The greatest virtue of man, our first passion and our last; never, Einstein warned, lose your curiosity.
He may have been plain wrong about the uncertainty principle, but he was right about this. British companies spend £33bn a year feeding that curiosity, training and educating staff, from lessons in literacy and numeracy through to technical training and management qualifications.
It is difficult for bosses to know whether all this is worthwhile, but research by the Hilton hotel group suggests that it is. When bosses indulge our curiosity, we drones are all the happier and more loyal.
In a poll of 1,500 employees in May, 40 per cent said that being given opportunities to learn was the main reason for them staying with the company. A further 49 per cent rated this as very important. Cynics may say this hardly reflects well on Hilton's pay, but the poll does draw attention to the fact that if employers want to reduce the gamble in taking on new recruits, the best thing to do is to keep them interested.
Hilton commissioned the survey to look at its own vast online training programme. As a major hospitality company, with nearly 2,800 hotels and 485,000 rooms in more than 80 countries, it was a logistical nightmare to use classes and training days to keep all 150,000 staff up to speed on new systems, let alone giving them the extra knowledge they needed to move ahead.
So, in 2002, Hilton set up the Hilton University, a massive online resource for employees, with 550 e-learning courses, online mentoring and virtual classrooms, which all workers can access from desks or laptops and from learning centres in the hotels.
It has been a huge success. Maarten Staps, who as international learning and development manager heads the programme, says that 25,000 Hilton staff have taken 185,000 courses through the scheme. A learner - there are 10,000 of them at the moment - finishes a course on average every seven minutes.

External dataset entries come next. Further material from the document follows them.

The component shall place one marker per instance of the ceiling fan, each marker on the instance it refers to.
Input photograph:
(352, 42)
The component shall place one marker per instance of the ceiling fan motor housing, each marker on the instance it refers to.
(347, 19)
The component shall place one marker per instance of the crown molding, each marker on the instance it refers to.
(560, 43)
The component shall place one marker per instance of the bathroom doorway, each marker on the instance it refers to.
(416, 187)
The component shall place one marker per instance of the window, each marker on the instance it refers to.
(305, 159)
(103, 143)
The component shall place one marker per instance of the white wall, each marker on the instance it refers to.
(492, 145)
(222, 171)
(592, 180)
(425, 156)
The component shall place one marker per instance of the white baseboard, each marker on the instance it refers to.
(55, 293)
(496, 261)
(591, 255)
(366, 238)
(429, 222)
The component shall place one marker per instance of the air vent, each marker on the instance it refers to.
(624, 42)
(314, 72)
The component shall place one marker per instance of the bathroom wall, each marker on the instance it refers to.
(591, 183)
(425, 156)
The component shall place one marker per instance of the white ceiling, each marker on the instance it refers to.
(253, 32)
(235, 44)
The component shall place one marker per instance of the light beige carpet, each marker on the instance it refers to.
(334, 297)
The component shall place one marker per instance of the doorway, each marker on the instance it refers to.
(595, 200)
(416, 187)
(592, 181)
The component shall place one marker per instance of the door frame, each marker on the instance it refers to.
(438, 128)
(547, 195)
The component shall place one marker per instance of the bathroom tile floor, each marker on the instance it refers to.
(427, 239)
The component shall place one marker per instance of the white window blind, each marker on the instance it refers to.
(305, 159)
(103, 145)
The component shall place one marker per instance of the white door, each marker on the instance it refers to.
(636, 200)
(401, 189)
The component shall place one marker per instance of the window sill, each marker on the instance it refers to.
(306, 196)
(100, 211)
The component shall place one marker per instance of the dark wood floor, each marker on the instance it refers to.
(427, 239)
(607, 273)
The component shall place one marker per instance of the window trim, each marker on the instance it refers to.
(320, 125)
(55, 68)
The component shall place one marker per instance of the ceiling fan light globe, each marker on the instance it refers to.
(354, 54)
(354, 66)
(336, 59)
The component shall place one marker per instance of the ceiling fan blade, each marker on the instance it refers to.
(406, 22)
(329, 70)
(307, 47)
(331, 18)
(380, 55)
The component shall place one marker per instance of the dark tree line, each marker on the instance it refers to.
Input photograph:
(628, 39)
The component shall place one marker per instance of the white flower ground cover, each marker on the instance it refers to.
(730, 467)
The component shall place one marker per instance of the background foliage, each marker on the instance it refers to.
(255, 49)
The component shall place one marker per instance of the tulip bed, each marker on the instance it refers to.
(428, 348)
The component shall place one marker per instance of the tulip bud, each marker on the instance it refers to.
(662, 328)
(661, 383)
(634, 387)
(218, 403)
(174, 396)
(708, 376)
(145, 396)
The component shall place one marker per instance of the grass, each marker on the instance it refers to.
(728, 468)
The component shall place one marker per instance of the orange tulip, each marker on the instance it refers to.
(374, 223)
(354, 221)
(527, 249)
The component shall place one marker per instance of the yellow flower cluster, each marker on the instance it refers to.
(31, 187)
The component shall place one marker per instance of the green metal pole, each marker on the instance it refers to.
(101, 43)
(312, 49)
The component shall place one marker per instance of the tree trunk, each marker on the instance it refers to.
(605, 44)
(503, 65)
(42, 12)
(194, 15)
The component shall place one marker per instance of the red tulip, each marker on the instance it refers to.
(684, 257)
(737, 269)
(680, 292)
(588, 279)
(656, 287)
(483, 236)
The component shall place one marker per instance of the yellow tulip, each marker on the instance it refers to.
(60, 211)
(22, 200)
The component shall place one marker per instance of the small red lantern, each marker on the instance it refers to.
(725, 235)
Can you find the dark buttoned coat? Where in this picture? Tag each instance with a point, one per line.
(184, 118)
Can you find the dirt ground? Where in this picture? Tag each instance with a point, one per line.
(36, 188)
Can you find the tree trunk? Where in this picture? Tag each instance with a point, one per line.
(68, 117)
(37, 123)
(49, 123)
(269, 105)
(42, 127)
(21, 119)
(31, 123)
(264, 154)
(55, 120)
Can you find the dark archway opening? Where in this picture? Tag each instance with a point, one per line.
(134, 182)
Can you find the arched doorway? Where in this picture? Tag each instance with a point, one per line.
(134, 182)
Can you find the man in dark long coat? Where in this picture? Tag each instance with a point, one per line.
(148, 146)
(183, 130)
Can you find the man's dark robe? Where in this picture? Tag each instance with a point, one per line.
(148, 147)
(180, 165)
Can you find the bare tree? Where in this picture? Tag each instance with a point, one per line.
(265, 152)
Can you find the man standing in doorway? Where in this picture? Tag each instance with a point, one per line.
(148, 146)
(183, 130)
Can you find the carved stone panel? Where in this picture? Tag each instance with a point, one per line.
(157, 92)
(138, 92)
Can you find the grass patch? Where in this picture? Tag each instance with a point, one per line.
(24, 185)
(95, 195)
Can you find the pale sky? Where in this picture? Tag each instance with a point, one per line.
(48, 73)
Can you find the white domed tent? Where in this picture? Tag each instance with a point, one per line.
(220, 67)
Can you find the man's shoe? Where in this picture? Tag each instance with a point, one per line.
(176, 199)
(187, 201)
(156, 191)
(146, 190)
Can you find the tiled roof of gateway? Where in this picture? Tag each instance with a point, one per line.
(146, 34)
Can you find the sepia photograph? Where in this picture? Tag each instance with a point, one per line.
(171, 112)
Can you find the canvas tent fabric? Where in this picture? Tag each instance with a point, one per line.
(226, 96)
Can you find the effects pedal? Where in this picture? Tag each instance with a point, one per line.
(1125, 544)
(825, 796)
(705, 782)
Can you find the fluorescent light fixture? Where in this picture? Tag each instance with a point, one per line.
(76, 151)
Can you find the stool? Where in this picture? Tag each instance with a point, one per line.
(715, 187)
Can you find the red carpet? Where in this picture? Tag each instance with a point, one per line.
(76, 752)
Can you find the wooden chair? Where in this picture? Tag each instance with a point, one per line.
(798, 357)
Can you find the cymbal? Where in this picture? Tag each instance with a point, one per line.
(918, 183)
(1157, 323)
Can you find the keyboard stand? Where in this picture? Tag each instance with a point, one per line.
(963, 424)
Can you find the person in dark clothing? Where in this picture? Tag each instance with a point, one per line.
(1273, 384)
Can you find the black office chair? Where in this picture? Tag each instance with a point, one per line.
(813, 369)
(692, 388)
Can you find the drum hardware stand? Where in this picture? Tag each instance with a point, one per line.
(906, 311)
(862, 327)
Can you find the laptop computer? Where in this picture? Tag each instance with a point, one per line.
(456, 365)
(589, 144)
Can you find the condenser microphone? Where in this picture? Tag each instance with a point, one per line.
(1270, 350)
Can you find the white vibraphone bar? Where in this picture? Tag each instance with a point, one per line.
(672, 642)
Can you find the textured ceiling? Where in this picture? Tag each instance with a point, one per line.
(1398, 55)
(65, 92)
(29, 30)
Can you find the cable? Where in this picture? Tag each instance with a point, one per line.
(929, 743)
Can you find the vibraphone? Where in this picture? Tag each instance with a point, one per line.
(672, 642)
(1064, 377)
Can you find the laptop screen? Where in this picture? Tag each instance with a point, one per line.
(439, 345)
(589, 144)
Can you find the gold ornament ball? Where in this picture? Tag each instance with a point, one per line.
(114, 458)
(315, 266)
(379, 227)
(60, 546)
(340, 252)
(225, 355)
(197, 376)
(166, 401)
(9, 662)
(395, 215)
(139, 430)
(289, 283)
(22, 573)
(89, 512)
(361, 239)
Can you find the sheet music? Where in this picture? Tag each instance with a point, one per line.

Staps won't say how much the scheme has cost, but it will not have been cheap to set up. But it is, he reckons, money well spent. "A learning culture is important; it gives us a competitive edge," he says. "It means we can attract and retain the best people and develop future leaders."
It is not just a recruitment pull. Most training is of immediate practical use to the firm, and 70 per cent of those polled by Hilton said that what they learnt one day, they went on to use the next. For some jobs, it is simply an essential tool.
Lucy Hearson is a Hilton University regular. As an analyst in user acceptance testing, it's her job to test new IT systems brought in by the company. "We try to break the systems before the users can," she says. She uses the courses to get the lowdown on the technology they are testing.
While she laughs at the idea that the learning is her main reason for staying with Hilton, she admits it is more than just a tool. "There's a great feeling of achievement when you finish, and it gives an insight into what's going on out in the hotels" - all at the touch of a keyboard.
Training new staff is easier, too. "We can sit them down at a computer and know they'll cover everything," Hearson says.
Helping staff to learn is big business for business - and getting bigger, says Marion Seguret, senior policy adviser at the Confederation of British Industry. "Training is on the rise. It's at the top of our agenda."
On-the-job training is as old as work itself, but in recent years bosses have found ever more ingenious, occasionally bizarre, ways to keep us curious. The bus company Arriva hires professional actors for work-based roleplay workshops.
Expensive as this all is, if major groups from Tesco to Shell are shelling out, they must be making a return on their investment, Seguret says. "Most important to employers is the bottom line," she says. "Technology moves so fast. Businesses have to do this just to stay in the game."
And the more bosses splash out on training, the better for us all. "It's a great way to re-engage with learning," Seguret says.